Court Opinion

ID: 6554807
Source: CourtListenerOpinion
Date Created: 2022-07-20 18:56:06.681975+00
Date Added: 2024-06-11T15:56:16.298104
License: Public Domain

By the Court.

It is a familiar rule in construing an act of the legislature to determine the meaning and design of it, to recur to other and earlier statutes on the same subject. It is plain what is meant by the original act of 1829 in regard to such official obligations.
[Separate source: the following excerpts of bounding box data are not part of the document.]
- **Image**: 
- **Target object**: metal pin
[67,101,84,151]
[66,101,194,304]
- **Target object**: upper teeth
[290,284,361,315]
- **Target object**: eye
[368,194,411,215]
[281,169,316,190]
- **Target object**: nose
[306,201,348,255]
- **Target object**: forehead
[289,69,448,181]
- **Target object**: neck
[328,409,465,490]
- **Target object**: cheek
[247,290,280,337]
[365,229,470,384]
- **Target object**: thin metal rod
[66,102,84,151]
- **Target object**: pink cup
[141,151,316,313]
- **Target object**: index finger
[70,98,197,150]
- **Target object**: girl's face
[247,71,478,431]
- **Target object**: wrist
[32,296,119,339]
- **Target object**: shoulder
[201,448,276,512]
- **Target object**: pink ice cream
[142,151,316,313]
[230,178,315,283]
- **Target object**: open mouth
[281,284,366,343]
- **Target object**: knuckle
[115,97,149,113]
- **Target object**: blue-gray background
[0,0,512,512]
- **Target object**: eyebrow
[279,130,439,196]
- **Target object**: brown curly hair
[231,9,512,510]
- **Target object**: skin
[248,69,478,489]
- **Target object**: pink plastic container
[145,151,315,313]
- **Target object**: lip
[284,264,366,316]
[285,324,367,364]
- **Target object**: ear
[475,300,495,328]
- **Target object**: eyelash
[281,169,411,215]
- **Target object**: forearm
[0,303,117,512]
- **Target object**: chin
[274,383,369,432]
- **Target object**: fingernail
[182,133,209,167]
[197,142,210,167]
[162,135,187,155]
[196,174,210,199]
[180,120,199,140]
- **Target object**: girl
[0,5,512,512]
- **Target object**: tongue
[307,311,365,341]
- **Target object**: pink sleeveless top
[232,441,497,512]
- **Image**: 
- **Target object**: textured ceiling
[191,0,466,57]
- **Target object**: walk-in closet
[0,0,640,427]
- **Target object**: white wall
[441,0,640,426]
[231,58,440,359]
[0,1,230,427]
Under it the bonds of collectors, as well as of most of the other officers known to the constitution and the laws of this State, were not liens upon the real estate of such officers from their caption or acknowledgment, and we do not think the late revisors of the general statutes designed to change it in fliis respect, by the terms employed in the fifteenth section of the one hundred and seventeenth chapter of the Revised Code, 418. The lien of official bonds as thus provided for, is intended to apply to sheriffs and' constables, but not to collectors of county taxes. In regard to the latter, the county has ample security against loss by entering judgment on the warrant of attorney accompanying the bond, and which at once becomes a lien on the real estate of the sureties, as well as of the officer himself. We are therefore of the opinion that the official bond in this case, was not a lien from its caption on the lands and tenements in question of Cranor, the collector, and judgment must accordingly be entered for the defendants.